En cas de carence du conseil départemental, l’auteur de la plainte peut demander au président du conseil national de saisir la chambre disciplinaire de première instance compétente. Le président du conseil national transmet la plainte dans le délai d’un mois ». La plainte formée par un praticien à l’encontre d’un autre praticien s’inscrit dans le cadre du 1°) de l’article R. 4126-1 du code de la santé publique, dont la liste des plaignants n’est pas exhaustive, compte-tenu de l’utilisation de l’adverbe « notamment ». Eu égard à l’objet de la procédure de conciliation, qui est de permettre aux parties de régler le différend qui les oppose avant qu’il ne soit éventuellement porté devant la juridiction disciplinaire, et à la mission de l’Ordre, qu’il exerce à travers ses différents conseils, de veiller au respect de la déontologie médicale, la procédure de conciliation est sans objet lorsque la plainte émane d’une ou de plusieurs des instances de l’ordre.

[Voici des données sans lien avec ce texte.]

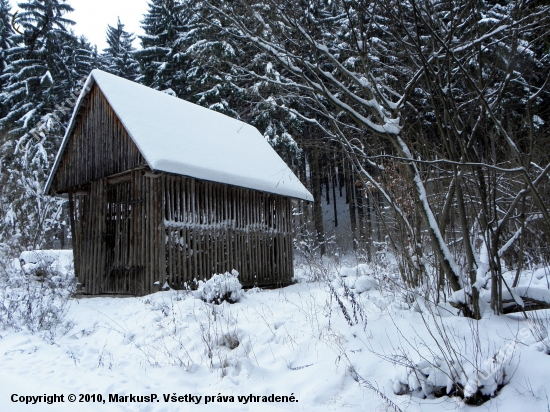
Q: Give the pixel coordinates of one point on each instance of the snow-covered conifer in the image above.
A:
(118, 58)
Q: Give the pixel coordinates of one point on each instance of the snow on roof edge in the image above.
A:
(253, 184)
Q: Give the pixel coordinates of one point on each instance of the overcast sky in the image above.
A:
(93, 16)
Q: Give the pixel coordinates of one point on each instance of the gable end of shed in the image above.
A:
(98, 146)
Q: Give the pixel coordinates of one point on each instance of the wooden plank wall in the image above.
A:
(99, 146)
(213, 228)
(118, 238)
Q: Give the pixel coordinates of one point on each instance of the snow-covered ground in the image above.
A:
(287, 342)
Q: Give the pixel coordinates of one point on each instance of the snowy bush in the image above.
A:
(34, 298)
(436, 378)
(221, 288)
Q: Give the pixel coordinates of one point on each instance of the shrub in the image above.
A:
(221, 288)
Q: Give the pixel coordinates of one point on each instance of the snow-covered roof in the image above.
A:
(179, 137)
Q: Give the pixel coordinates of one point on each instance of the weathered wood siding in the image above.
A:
(213, 228)
(132, 227)
(99, 146)
(118, 240)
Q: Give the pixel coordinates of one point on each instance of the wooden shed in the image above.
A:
(162, 190)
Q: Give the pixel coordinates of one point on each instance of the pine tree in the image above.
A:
(118, 58)
(44, 67)
(6, 41)
(39, 72)
(160, 56)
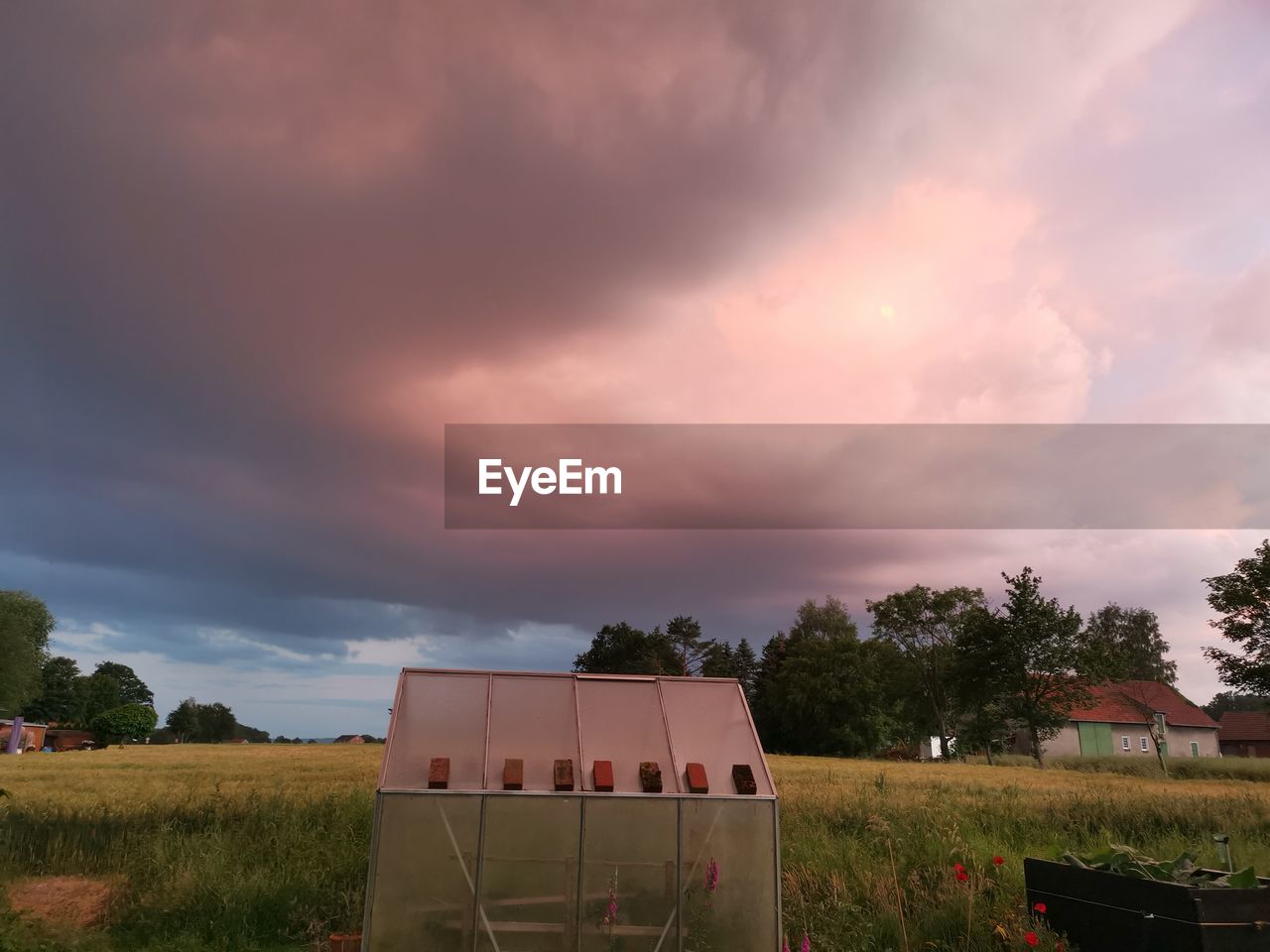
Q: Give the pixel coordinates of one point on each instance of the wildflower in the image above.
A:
(711, 876)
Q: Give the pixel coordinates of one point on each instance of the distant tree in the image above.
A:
(26, 625)
(1225, 701)
(183, 720)
(60, 701)
(925, 625)
(98, 693)
(216, 722)
(125, 722)
(1023, 658)
(1242, 599)
(132, 689)
(1124, 644)
(685, 634)
(829, 620)
(621, 649)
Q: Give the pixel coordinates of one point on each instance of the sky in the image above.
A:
(254, 258)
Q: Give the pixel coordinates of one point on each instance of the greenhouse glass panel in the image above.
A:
(421, 893)
(630, 875)
(729, 875)
(529, 878)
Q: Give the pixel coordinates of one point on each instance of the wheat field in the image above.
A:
(266, 847)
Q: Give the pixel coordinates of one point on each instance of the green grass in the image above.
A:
(264, 848)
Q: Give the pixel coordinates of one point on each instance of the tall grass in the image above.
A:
(266, 848)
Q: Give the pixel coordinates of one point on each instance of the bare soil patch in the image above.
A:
(64, 900)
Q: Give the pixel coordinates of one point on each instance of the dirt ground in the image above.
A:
(64, 900)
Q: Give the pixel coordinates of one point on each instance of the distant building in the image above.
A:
(1245, 734)
(32, 735)
(1115, 724)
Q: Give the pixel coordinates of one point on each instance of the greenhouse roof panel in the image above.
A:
(559, 725)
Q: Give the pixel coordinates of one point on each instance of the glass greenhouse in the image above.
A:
(571, 812)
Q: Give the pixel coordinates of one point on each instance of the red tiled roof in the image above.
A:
(1243, 725)
(1123, 703)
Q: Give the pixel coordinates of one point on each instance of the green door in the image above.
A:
(1095, 739)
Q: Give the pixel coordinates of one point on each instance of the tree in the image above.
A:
(183, 720)
(98, 693)
(216, 722)
(1225, 701)
(26, 625)
(125, 722)
(621, 649)
(685, 634)
(1242, 598)
(132, 689)
(1023, 658)
(1124, 644)
(60, 698)
(925, 625)
(829, 620)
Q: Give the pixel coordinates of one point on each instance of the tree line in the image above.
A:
(949, 664)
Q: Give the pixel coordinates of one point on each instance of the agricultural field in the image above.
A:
(198, 848)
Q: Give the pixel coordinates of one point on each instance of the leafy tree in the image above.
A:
(621, 649)
(183, 720)
(925, 625)
(685, 634)
(826, 621)
(216, 722)
(822, 699)
(1023, 660)
(98, 693)
(1225, 701)
(125, 722)
(59, 699)
(1124, 644)
(132, 689)
(1242, 598)
(26, 625)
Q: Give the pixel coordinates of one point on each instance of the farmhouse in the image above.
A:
(1118, 721)
(1245, 734)
(32, 735)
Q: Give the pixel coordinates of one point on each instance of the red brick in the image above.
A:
(513, 774)
(564, 774)
(439, 774)
(744, 778)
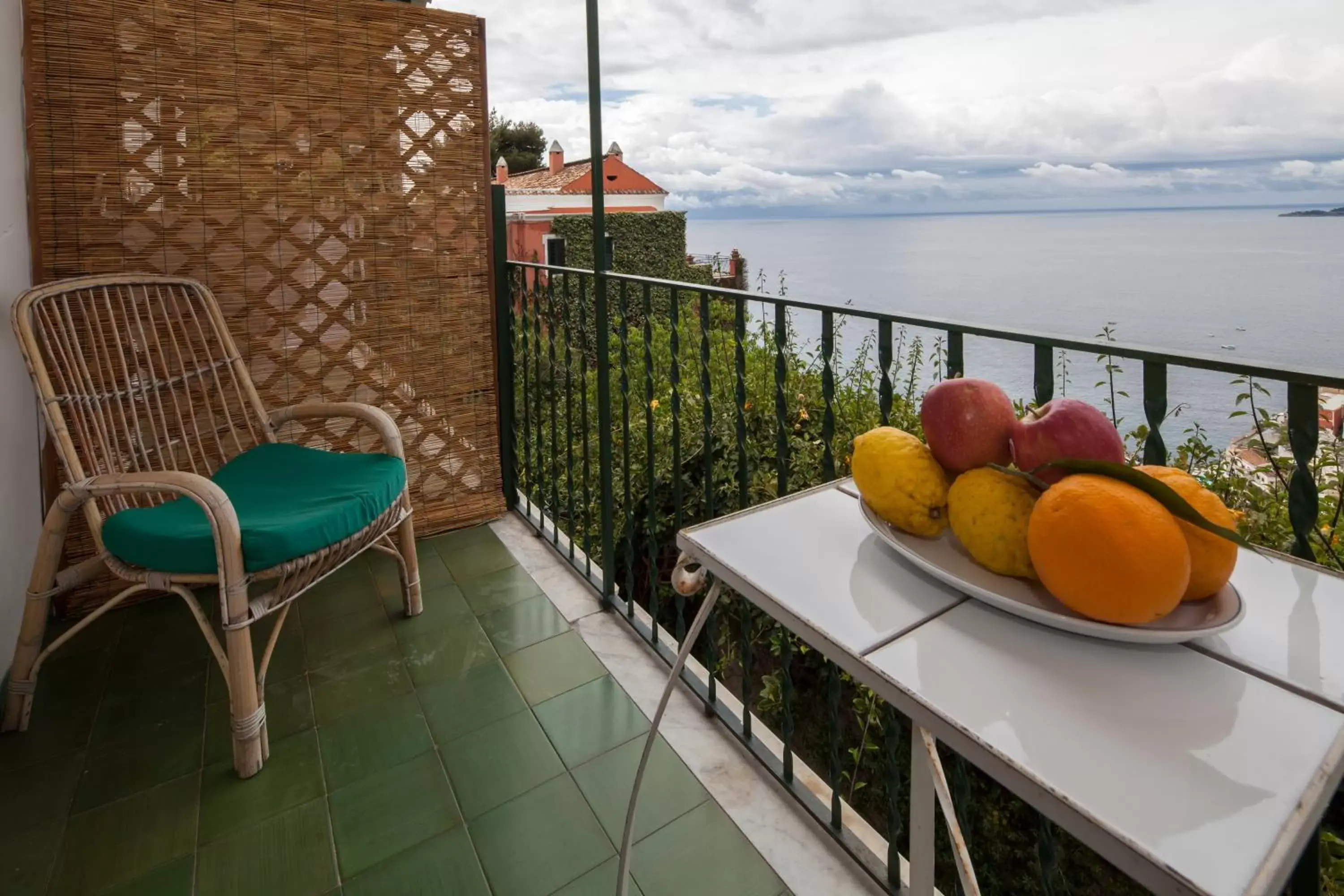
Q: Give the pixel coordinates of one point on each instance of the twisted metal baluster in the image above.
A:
(537, 383)
(648, 465)
(893, 741)
(553, 469)
(1047, 855)
(675, 375)
(745, 645)
(1155, 409)
(834, 753)
(956, 354)
(787, 699)
(828, 394)
(961, 801)
(885, 363)
(584, 449)
(625, 452)
(781, 406)
(1045, 374)
(527, 425)
(1303, 437)
(569, 417)
(740, 375)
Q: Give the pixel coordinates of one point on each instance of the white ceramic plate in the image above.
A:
(945, 559)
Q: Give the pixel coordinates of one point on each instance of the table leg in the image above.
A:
(921, 817)
(628, 836)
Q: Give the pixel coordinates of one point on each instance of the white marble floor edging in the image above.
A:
(804, 856)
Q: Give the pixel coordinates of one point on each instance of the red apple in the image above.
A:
(1065, 428)
(967, 424)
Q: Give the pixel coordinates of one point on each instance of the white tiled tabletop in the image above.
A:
(1197, 770)
(815, 558)
(1197, 763)
(1293, 630)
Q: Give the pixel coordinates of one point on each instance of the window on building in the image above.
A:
(554, 250)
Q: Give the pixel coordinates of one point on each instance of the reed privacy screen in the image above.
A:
(320, 167)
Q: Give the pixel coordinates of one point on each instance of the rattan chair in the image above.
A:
(146, 398)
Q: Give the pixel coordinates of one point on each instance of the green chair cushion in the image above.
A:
(291, 500)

En revanche, lorsqu’il est saisi d’une plainte qui n’émane pas d’une instance de l’Ordre, il revient au conseil départemental concerné d’organiser systématiquement la conciliation entre le plaignant et le praticien visé par la plainte avant sa transmission le cas échéant, à la juridiction disciplinaire. Ainsi, également dans le cadre d’un litige opposant deux praticiens, il appartient au conseil départemental de l’Ordre, en application des dispositions du deuxième alinéa de l’article L. 4123-2 du code de la santé publique, d’organiser la conciliation entre le plaignant et le mis en cause. La chambre disciplinaire nationale de l’Ordre des médecins avait déjà jugé dans sa décision n° 11494 du 10 octobre 2013, que : « Qu’il en résulte que, faute pour le conseil départemental d’avoir organisé entre le Dr R et le Dr B la procédure de conciliation préalable prévue par les dispositions de l’article L. 4123-2, qui était obligatoire avant la transmission de la plainte du Dr R et à laquelle le conseil départemental était tenu de procéder, le conseil départemental n’a pas régulièrement saisi le juge disciplinaire ; 4. Considérant qu’il résulte de ce qui précède que c’est à tort que, par sa décision du 16 novembre 2011, la chambre disciplinaire de première instance de Rhône-Alpes, qui n’était pas régulièrement saisie, a infligé au Dr B la peine de l’interdiction d’exercer la médecine pendant trois mois avec sursis ; qu’il en résulte que, sans qu’il soit besoin d’examiner les autres moyens de l’appel formé par le Dr B, la décision de la chambre disciplinaire de première instance de Rhône-Alpes du 16 novembre 2011 doit être annulée et la plainte formée par le conseil départemental de l’Isère contre le Dr B rejetée ». Précisons à toutes fins utiles qu’aucune disposition législative ou réglementaire ne prévoit que le conseil national de l’Ordre ne se saisisse de cette conciliation et tout vice dans cette procédure, emporte l’irrégularité de la saisine de la chambre disciplinaire de première instance.